Not only did Ohtani join Campanella in that select group, but he also became only the second player in history to win back-to-back MVP Awards in his first two seasons with a franchise. The other was Maris, who was AL MVP in 1960 and ‘61 after the Yankees acquired him in a trade with the Kansas City Athletics in December 1959.
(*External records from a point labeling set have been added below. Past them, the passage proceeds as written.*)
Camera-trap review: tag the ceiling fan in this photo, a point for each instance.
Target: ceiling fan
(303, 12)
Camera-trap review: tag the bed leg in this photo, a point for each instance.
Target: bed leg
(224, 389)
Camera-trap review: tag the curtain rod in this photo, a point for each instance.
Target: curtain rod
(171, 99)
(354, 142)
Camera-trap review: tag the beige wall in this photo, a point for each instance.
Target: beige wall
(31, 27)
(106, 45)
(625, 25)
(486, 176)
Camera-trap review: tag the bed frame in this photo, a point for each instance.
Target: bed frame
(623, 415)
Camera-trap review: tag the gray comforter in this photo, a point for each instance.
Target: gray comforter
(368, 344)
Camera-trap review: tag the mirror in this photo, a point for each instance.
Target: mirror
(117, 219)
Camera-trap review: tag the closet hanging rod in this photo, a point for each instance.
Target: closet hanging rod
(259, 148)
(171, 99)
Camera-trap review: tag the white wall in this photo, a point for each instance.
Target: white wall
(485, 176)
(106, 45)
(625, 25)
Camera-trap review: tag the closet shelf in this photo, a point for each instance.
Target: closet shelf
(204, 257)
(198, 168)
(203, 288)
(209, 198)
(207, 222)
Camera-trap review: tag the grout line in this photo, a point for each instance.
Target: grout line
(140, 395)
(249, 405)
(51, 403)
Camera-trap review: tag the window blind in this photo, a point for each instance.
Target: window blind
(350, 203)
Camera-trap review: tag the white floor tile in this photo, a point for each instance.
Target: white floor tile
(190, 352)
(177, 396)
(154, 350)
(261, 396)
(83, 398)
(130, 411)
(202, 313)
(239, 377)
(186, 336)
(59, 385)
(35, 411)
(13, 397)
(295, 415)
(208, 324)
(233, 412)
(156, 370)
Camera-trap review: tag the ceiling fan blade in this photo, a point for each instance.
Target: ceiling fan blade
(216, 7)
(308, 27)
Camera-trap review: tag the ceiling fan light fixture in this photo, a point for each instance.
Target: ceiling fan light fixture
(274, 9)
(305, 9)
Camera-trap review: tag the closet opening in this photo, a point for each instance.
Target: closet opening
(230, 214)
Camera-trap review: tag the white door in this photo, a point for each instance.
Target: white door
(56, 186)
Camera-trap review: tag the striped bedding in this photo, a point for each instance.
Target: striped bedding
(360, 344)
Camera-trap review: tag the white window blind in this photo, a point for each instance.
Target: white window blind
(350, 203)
5) Third MVP Award as a (part-time) pitcher
Before we go any further, let’s state it plainly: Ohtani defies comparison to any other player in Major League history, including Babe Ruth. With that said … in winning his fourth MVP Award, he also earned his third after a season in which he was a two-way player. (Last year’s came as a full-time DH while he was recovering from elbow surgery.) While Ohtani obviously isn’t an MVP candidate on the strength of his pitching alone, that is part of his case.
That’s notable, in the context of recent MVP Awards. In the 28 years prior to Ohtani’s first MVP win (1993-2020), there were 56 individual MVP seasons, and only two of those were put together by players who pitched (Justin Verlander in 2011 and Clayton Kershaw in 2014). With Ohtani winning in 2025, he has passed that total on his own.